The easy path is to blame social media. Governments, parents and educators are quick to point the finger at Facebook, TikTok and YouTube.
While there’s no doubt these platforms can add pressure, the story is bigger than that.
What if the real drivers are far more fundamental?
Every person is born with a set of core needs. We want to survive and feel safe. We long for love and belonging. We need to feel a sense of power, achievement and self-worth.
We want freedom to choose our own direction.
And we need fun — the joy of laughter, play and learning. When these needs are met in healthy ways, our wellbeing flourishes.
When they are blocked, distress follows.
Let’s look at the world our young people are stepping into.
The first need – survival – is under direct pressure.
Housing insecurity has become a defining feature of life for many. Rents are high, ownership seems impossible, and leases are short.
When you don’t know if you can cover next week’s rent, or whether you’ll be asked to move on, the body and mind remain in a constant state of stress.
Secure shelter is the most basic building block of wellbeing, and yet it is crumbling for a generation.
Love and belonging are not guaranteed either. Social media can connect, but it can also isolate.
Many young people report feeling dismissed or ignored by previous generations.
When their worries about climate change or the future are brushed off, they hear a painful message: “Your fears don’t matter,” nothing erodes belonging faster than being unheard.
The need for power, not control over others, but the personal power that comes from competence and contribution, is also under pressure.
Young people were told that education was the ticket to a good future. Many now hold degrees or postgraduate qualifications, yet find themselves in insecure jobs, weighed down by debt and fearing that artificial intelligence will erase their career paths before they begin.

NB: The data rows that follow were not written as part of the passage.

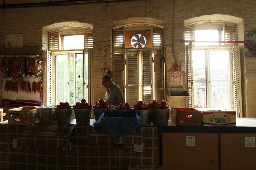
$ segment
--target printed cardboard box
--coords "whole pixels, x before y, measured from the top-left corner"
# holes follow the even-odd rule
[[[8,110],[8,123],[26,125],[37,119],[35,106],[23,106]]]
[[[129,165],[128,170],[163,170],[160,166]]]
[[[172,108],[171,120],[177,126],[201,126],[201,112],[193,108]]]
[[[236,112],[230,109],[198,109],[202,112],[202,125],[236,126]]]

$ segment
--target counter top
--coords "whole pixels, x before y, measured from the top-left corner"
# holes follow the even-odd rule
[[[93,126],[95,119],[91,119],[90,125]],[[7,124],[5,121],[0,124]],[[71,120],[71,124],[76,125],[76,119]],[[236,126],[175,126],[169,121],[167,126],[159,126],[158,132],[160,133],[256,133],[256,118],[237,118]]]
[[[256,133],[256,118],[237,118],[236,126],[177,126],[171,121],[167,126],[159,126],[160,133]]]

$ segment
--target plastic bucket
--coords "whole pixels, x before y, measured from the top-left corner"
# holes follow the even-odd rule
[[[171,109],[152,109],[153,123],[157,126],[167,126]]]
[[[95,121],[97,121],[105,110],[111,110],[112,109],[93,109],[93,114],[95,117]]]
[[[90,125],[92,109],[74,109],[77,126]]]
[[[135,110],[137,114],[140,116],[142,126],[148,126],[149,122],[149,113],[150,109],[148,110]]]
[[[51,122],[53,112],[53,106],[44,106],[35,108],[38,121],[40,122]]]
[[[72,118],[73,107],[70,109],[57,109],[56,108],[54,108],[54,109],[57,123],[70,124]]]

How can they feel capable and valued when the goalposts keep shifting?
Freedom is another challenge.
Previous generations could expect a path toward independence, finish school, work for a few years, buy a house, raise a family.
For today’s young people that is a mirage, their choices seem limited and futures fragile. A sense of being trapped or controlled is deeply corrosive to mental wellbeing.

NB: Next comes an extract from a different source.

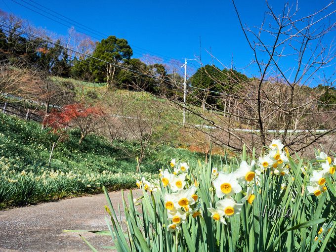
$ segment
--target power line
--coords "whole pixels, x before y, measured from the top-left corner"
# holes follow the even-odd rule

Fun is threatened, when life feels precarious, opportunities for joy, lightness and personal growth shrink and anxiety can overwhelm happiness.

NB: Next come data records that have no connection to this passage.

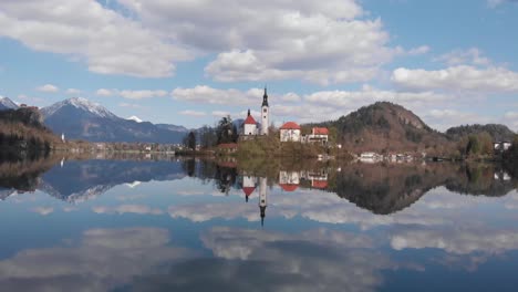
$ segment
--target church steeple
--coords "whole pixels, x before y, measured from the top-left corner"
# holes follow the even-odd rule
[[[261,216],[261,226],[265,226],[266,207],[268,206],[267,186],[267,178],[261,177],[259,179],[259,212]]]
[[[265,95],[262,95],[261,105],[261,135],[268,135],[268,127],[270,126],[270,107],[268,106],[268,93],[265,86]]]
[[[265,95],[262,95],[262,106],[268,106],[268,93],[267,93],[266,86],[265,86]]]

Media coverage of climate change, war and crime throws a shadow that hangs over ordinary pleasures, replacing delight with dread.
So perhaps the crisis isn’t really about phones in pockets.
Perhaps it’s about unmet needs on a much larger scale. Housing that is insecure. Work that feels unstable.
A planet that appears damaged beyond repair. When these deep structures shift against us, no app or ban can fix it.
The path forward may not be simple, but it is clear. If we want young people to thrive, we must create a society where their basic human needs can be met with safety, dignity and hope.